Program to check whether every one has at least a friend or not in Python

Suppose we have n people represented as numbers from 0 to n-1, and a list of friendship pairs, where friends[i][0] and friends[i][1] are friends. We need to check whether everyone has at least one friend or not.

So, if the input is like n = 3 and friends = [[0, 1], [1, 2]], then the output will be True. Person 0 is friends with Person 1, Person 1 is friends with Person 0 and 2, and Person 2 is friends with Person 1.

Algorithm

To solve this problem, we follow these steps ?

• Create a list to track which people have friends
• For each friendship pair, mark both people as having friends
• Check if anyone is left without friends
• Return False if someone has no friends, True otherwise

Example

class Solution:
    def solve(self, n, friends):
        people = [0 for i in range(n)]
        for link in friends:
            people[link[0]] = True
            people[link[1]] = True
        for person in people:
            if not person:
                return False
        return True

# Test the solution
ob = Solution()
n = 3
friends = [[0, 1], [1, 2]]
print(ob.solve(n, friends))

True

Alternative Approach Using Sets

We can also use a set to track people with friends for better readability ?

def check_everyone_has_friend(n, friends):
    people_with_friends = set()
    
    # Add all people who appear in friendship pairs
    for person1, person2 in friends:
        people_with_friends.add(person1)
        people_with_friends.add(person2)
    
    # Check if everyone has at least one friend
    return len(people_with_friends) == n

# Test cases
print(check_everyone_has_friend(3, [[0, 1], [1, 2]]))  # True
print(check_everyone_has_friend(4, [[0, 1], [2, 3]]))  # True  
print(check_everyone_has_friend(3, [[0, 1]]))          # False

True
True
False

How It Works

The algorithm works by creating a boolean array where each index represents a person.

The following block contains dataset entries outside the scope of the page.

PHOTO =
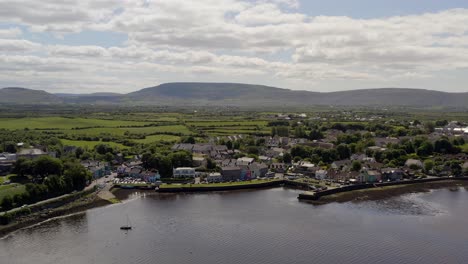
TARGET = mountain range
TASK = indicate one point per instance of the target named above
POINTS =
(237, 94)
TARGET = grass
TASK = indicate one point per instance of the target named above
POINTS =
(133, 130)
(11, 189)
(221, 184)
(465, 148)
(62, 123)
(212, 123)
(158, 138)
(89, 144)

When we encounter a friendship pair, we mark both people as having friends. Finally, we check if anyone is still unmarked (has no friends).

In the set approach, we simply collect all unique people who appear in friendship pairs and compare the count with the total number of people.

Conclusion

Both approaches efficiently solve the problem in O(f) time where f is the number of friendship pairs. The set approach is more intuitive while the boolean array approach uses slightly less memory.